The Rebbe taught the opposite.
Live with the future before it arrives.
Study redemption while still in exile. Learn about the Beis Hamikdash before it is rebuilt. Focus on the destination while you are still traveling.
For half a century, every summer, Jews around the world have opened books and studied the laws of a building that does not yet stand.
Why?
Because the Rebbe understood something fundamental about the Jewish soul.
The greatest danger of exile is not destruction. The greatest danger is becoming comfortable with destruction. The greatest tragedy is when we stop believing it can be repaired.
The Rebbe often illustrated this idea through the story of Mordechai and Esther.
The Jewish people were facing annihilation. Haman’s decree hung over their heads. Yet Mordechai gathered thousands of Jewish children and taught them Torah.
The Midrash relates that Haman encountered the children and asked them what they were learning.
Their answer was astonishing.
They were studying the laws of the Omer offering.
Think about that.
The Jewish people were under threat of destruction, yet these children were discussing how a korban would be brought in the Beis Hamikdash.
In their minds, there was already a Temple. There was already a Kohen. There was already barley waiting to be offered.
Their concern was simply making sure they knew how to perform the mitzvah correctly.
They were not trapped by the reality around them. They were living with a higher reality.
That, the Rebbe explained, is how a Jew is meant to live.
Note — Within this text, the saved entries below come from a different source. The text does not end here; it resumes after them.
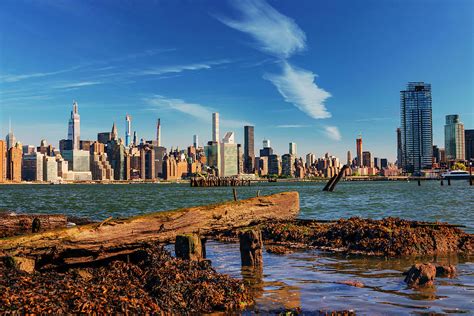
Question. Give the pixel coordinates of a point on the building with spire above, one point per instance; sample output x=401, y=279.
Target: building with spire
x=359, y=151
x=128, y=130
x=454, y=138
x=158, y=133
x=74, y=131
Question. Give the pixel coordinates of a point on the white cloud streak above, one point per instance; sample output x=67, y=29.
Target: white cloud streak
x=180, y=68
x=275, y=33
x=297, y=86
x=332, y=132
x=198, y=111
x=77, y=84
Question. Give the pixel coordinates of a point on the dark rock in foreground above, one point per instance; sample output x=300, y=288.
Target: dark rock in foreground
x=152, y=282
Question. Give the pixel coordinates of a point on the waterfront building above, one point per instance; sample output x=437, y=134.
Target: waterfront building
x=442, y=155
x=359, y=151
x=399, y=148
x=3, y=160
x=288, y=165
x=195, y=141
x=454, y=138
x=310, y=160
x=104, y=137
x=367, y=159
x=10, y=138
x=229, y=156
x=14, y=160
x=436, y=155
x=128, y=130
x=147, y=162
x=215, y=127
x=249, y=149
x=377, y=163
x=50, y=169
x=114, y=133
x=158, y=133
x=469, y=143
x=28, y=149
x=292, y=149
x=32, y=167
x=416, y=127
x=74, y=131
x=261, y=164
x=274, y=165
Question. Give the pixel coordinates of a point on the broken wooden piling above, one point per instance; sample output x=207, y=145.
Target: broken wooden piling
x=251, y=247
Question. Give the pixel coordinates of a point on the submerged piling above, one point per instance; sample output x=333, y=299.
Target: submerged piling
x=189, y=247
x=251, y=246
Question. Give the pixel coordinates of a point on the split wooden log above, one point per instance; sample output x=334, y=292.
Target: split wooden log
x=91, y=243
x=20, y=224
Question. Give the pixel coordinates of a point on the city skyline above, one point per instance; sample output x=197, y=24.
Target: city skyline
x=177, y=78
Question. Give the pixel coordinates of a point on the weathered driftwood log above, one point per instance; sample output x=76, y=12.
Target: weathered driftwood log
x=18, y=224
x=251, y=248
x=189, y=247
x=95, y=242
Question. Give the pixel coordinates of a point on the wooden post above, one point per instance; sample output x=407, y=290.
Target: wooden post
x=251, y=248
x=234, y=191
x=188, y=247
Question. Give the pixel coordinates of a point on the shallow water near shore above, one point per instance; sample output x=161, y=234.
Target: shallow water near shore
x=307, y=278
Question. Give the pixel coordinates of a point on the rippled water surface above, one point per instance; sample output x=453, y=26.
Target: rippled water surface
x=308, y=278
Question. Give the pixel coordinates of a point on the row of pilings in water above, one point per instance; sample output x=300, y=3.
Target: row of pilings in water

Perhaps that is exactly what the Rebbe was teaching. The Three Weeks are not merely a season of mourning. They are a season of vision. We remember what was lost. We mourn it.
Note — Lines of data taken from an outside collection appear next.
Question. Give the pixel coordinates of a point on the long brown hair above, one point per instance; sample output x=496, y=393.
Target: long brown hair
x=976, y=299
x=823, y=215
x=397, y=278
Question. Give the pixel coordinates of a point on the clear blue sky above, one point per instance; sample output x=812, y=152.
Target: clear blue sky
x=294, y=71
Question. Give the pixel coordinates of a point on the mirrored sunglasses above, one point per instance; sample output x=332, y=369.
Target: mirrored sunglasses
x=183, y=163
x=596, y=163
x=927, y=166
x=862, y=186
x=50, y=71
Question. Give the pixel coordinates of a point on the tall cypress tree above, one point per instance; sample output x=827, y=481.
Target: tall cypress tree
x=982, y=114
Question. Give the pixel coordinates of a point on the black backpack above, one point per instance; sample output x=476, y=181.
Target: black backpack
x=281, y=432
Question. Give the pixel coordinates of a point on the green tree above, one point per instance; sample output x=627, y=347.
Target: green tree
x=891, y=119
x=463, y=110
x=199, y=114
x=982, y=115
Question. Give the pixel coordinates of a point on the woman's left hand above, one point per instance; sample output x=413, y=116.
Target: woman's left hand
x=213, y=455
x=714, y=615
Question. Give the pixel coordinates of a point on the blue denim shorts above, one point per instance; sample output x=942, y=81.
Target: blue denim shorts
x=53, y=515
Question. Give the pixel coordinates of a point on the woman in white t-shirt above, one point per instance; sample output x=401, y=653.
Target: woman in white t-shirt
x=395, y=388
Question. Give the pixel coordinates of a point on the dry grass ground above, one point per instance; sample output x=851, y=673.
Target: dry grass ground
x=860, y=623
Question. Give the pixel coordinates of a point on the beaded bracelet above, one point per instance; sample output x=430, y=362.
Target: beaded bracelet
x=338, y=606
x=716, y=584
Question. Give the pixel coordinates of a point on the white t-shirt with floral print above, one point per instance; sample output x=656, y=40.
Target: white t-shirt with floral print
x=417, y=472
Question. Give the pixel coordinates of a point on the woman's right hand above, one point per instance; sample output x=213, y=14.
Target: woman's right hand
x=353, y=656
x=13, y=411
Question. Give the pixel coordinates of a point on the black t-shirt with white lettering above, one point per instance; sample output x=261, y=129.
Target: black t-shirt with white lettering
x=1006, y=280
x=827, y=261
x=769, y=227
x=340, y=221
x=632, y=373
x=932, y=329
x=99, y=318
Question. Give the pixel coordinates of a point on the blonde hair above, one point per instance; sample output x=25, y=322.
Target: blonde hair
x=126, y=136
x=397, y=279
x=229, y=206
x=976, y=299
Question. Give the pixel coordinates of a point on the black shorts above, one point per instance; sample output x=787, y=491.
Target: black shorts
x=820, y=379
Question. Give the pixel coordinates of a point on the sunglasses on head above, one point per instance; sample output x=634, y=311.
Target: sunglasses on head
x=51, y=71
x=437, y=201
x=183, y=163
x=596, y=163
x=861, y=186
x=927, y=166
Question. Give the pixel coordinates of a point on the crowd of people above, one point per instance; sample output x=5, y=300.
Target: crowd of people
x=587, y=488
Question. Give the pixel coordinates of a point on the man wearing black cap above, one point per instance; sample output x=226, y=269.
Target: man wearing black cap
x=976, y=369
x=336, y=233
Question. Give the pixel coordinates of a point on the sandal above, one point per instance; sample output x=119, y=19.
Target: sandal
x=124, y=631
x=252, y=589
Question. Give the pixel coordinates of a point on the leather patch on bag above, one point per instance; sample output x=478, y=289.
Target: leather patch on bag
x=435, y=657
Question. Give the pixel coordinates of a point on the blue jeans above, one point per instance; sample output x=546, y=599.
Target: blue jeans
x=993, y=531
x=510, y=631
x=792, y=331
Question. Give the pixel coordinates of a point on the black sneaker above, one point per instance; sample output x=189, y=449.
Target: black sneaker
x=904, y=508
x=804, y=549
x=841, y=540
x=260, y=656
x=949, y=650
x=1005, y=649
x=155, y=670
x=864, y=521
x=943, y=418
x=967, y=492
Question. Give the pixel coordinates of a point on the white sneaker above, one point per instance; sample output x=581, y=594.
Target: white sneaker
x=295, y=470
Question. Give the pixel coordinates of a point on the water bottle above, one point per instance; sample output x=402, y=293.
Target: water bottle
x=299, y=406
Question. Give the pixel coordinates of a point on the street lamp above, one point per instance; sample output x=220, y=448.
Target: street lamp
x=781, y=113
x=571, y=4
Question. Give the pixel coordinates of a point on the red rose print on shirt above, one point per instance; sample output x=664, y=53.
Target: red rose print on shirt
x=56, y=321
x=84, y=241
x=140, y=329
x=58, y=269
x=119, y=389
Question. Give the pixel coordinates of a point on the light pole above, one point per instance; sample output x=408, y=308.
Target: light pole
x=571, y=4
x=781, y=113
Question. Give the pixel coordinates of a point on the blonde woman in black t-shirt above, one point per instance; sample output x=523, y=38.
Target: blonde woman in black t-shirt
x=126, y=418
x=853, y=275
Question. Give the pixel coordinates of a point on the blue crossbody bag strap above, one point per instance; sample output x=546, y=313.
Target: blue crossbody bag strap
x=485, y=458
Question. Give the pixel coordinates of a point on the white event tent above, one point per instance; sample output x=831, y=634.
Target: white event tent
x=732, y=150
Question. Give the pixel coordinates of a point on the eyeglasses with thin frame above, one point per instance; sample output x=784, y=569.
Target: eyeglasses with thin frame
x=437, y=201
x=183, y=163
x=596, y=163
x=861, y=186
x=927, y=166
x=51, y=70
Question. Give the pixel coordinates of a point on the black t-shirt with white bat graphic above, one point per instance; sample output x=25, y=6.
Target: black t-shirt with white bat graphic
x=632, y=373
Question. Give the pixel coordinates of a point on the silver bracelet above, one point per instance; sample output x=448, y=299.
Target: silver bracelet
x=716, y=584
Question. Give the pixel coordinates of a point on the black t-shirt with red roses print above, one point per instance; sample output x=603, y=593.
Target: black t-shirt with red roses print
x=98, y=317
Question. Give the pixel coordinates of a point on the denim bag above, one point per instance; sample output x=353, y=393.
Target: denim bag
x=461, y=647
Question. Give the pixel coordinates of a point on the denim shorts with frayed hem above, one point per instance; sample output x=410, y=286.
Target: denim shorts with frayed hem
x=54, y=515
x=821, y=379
But we refuse to stop there.
While remembering the destruction, we begin preparing for the rebuilding.
That is why the Rebbe took this initiative so seriously.
In the years that followed, he repeatedly encouraged the study of Hilchos Beis HaBechirah during the Three Weeks. On one Erev Tisha B’Av, the Rebbe entered 770 and noticed a group of chassidim standing and waiting for him. He remarked that the time could have been better spent learning Hilchos Beis HaBechirah and thereby helping build the Third Beis Hamikdash.
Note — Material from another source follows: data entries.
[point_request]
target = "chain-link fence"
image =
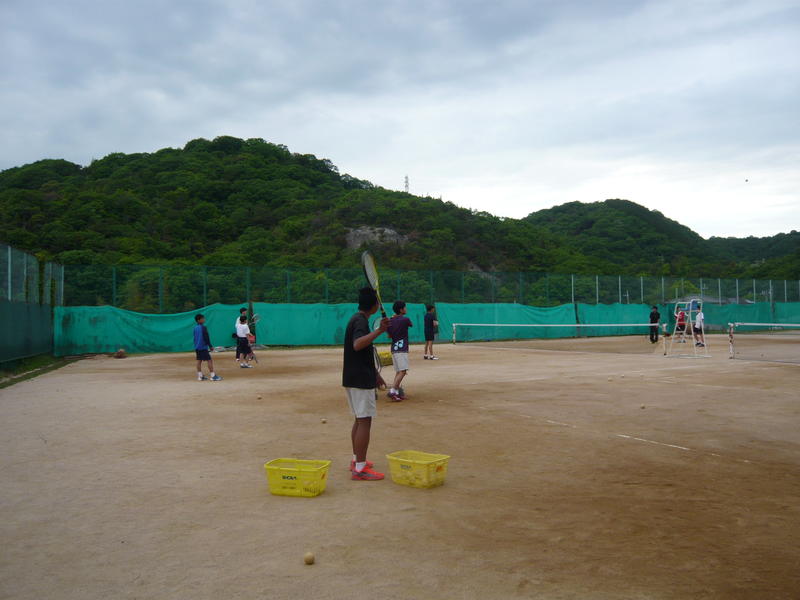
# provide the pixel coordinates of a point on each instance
(178, 288)
(27, 289)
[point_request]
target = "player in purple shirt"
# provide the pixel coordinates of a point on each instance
(398, 331)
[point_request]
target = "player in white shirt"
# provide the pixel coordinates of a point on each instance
(242, 313)
(243, 349)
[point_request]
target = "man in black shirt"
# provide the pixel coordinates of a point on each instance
(655, 317)
(360, 377)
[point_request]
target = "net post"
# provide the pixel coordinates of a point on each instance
(731, 351)
(572, 280)
(205, 285)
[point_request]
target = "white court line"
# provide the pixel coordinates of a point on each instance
(507, 380)
(630, 437)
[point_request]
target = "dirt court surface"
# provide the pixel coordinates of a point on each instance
(573, 475)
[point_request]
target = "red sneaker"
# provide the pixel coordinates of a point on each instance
(366, 475)
(369, 465)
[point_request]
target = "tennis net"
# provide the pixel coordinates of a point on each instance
(622, 338)
(775, 342)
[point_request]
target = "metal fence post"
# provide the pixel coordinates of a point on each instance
(205, 286)
(161, 289)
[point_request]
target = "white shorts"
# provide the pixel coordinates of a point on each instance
(362, 402)
(400, 360)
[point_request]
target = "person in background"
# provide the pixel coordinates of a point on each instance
(243, 343)
(655, 318)
(202, 348)
(398, 332)
(699, 328)
(242, 313)
(431, 326)
(680, 326)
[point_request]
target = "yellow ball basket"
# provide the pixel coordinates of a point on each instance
(418, 469)
(296, 477)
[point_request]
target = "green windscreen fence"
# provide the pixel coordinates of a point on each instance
(91, 329)
(26, 329)
(501, 321)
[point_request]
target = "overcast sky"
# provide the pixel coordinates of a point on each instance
(691, 107)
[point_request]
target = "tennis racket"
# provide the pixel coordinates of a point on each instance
(371, 273)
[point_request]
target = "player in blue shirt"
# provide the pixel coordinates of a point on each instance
(202, 348)
(398, 331)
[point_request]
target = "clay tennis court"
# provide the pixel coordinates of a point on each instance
(574, 474)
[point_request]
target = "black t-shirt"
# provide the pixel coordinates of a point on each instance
(358, 368)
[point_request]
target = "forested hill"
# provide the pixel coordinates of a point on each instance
(246, 202)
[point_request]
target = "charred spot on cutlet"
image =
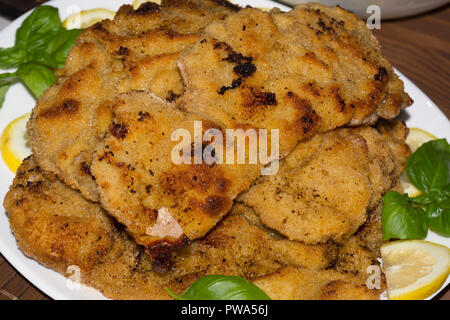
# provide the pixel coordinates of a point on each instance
(228, 4)
(381, 74)
(259, 98)
(67, 107)
(244, 69)
(147, 7)
(235, 84)
(119, 130)
(171, 96)
(234, 57)
(123, 51)
(162, 252)
(143, 115)
(85, 168)
(214, 205)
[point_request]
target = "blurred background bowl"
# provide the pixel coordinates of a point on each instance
(390, 9)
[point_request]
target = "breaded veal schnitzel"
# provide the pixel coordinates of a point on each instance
(104, 128)
(59, 228)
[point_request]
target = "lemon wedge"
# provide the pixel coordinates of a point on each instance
(14, 142)
(137, 3)
(415, 139)
(87, 18)
(414, 269)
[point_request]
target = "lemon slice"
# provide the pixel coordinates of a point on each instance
(418, 137)
(137, 3)
(87, 18)
(14, 142)
(414, 269)
(415, 139)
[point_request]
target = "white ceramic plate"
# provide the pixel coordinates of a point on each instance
(390, 9)
(423, 114)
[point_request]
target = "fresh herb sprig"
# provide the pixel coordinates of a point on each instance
(41, 45)
(218, 287)
(409, 218)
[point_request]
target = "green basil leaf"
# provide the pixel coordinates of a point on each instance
(3, 90)
(11, 57)
(401, 220)
(37, 78)
(438, 217)
(60, 45)
(428, 168)
(217, 287)
(6, 79)
(38, 28)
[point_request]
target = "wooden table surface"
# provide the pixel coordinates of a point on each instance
(419, 47)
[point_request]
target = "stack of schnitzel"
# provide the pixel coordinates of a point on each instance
(101, 192)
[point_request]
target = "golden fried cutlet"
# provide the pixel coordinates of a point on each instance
(327, 185)
(305, 284)
(305, 71)
(110, 261)
(137, 50)
(143, 189)
(54, 224)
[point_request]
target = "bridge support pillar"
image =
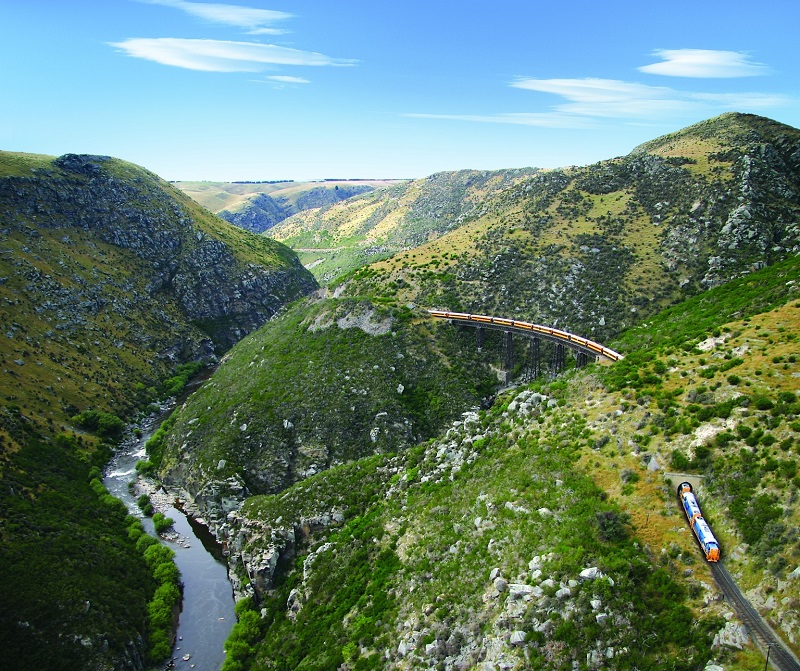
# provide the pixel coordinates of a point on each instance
(532, 369)
(559, 355)
(508, 352)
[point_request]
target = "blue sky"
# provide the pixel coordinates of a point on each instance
(300, 89)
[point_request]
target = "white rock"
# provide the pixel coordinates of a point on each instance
(519, 591)
(517, 638)
(591, 573)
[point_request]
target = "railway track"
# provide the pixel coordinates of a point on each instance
(779, 656)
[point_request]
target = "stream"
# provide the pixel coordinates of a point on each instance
(207, 614)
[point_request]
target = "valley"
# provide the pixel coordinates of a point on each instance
(389, 493)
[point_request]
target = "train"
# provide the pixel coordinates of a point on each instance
(590, 345)
(708, 543)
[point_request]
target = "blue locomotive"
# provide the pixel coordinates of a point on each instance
(700, 527)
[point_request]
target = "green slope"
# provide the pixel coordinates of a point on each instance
(109, 279)
(599, 248)
(392, 561)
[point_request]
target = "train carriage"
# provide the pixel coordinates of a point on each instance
(697, 522)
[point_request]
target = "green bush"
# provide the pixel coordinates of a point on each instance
(104, 424)
(162, 522)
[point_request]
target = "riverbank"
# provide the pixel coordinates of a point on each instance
(207, 614)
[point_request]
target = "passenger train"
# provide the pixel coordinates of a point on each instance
(702, 531)
(535, 328)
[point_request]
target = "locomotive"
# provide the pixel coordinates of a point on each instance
(590, 345)
(702, 531)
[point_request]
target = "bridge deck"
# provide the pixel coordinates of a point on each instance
(571, 340)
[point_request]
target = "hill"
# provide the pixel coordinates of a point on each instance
(258, 206)
(110, 279)
(544, 532)
(393, 533)
(336, 239)
(599, 248)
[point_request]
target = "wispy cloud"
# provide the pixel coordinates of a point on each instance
(255, 21)
(541, 119)
(704, 63)
(221, 55)
(585, 102)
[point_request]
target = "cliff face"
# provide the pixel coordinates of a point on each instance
(184, 257)
(598, 248)
(109, 277)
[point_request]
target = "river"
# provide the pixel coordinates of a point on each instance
(207, 612)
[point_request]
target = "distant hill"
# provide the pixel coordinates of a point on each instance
(596, 249)
(593, 249)
(258, 206)
(110, 278)
(335, 239)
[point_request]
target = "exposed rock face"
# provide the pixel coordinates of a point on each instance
(196, 267)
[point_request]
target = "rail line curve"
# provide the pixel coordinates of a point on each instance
(548, 332)
(779, 656)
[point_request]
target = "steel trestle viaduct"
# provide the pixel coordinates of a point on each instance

To the Rebbe, Learning about the Beis Hamikdash was itself an act of building.
Because this was never simply about measurements and walls.
It was about mindset.
The world teaches us to react to reality.
The Rebbe taught us to create reality.
To see beyond the headlines.
To see beyond the challenges.
To see beyond the exile.
Perhaps that is the true miracle of this campaign.
For fifty years, during the saddest days of the Jewish calendar, Jews around the world have opened books describing gates, courtyards, chambers, and walls of a building that has not yet been rebuilt.
To an outsider, it may seem like a lesson in architecture. But it is really a lesson in faith.
Today our world faces no shortage of challenges. Israel faces enemies. Antisemitism is rising. Communities struggle with division, uncertainty, and pain. It is easy to become overwhelmed by what is broken.
The Rebbe’s answer remains the same as it was fifty years ago:
Study the Temple.
Learn about redemption.
Live with the future.
Because A Jew is defined by what he knows tomorrow can become.
And perhaps that is the deepest meaning of the Midrash.
Learning about the Beis Hamikdash is not merely considered building it.
It is building ourselves into the kind of people who can bring it.
May we merit very soon to move from studying its blueprint to walking through its gates, from learning about redemption to living it, and from mourning Jerusalem to celebrating in a rebuilt Jerusalem with the coming of Moshiach, speedily in our days. Amen.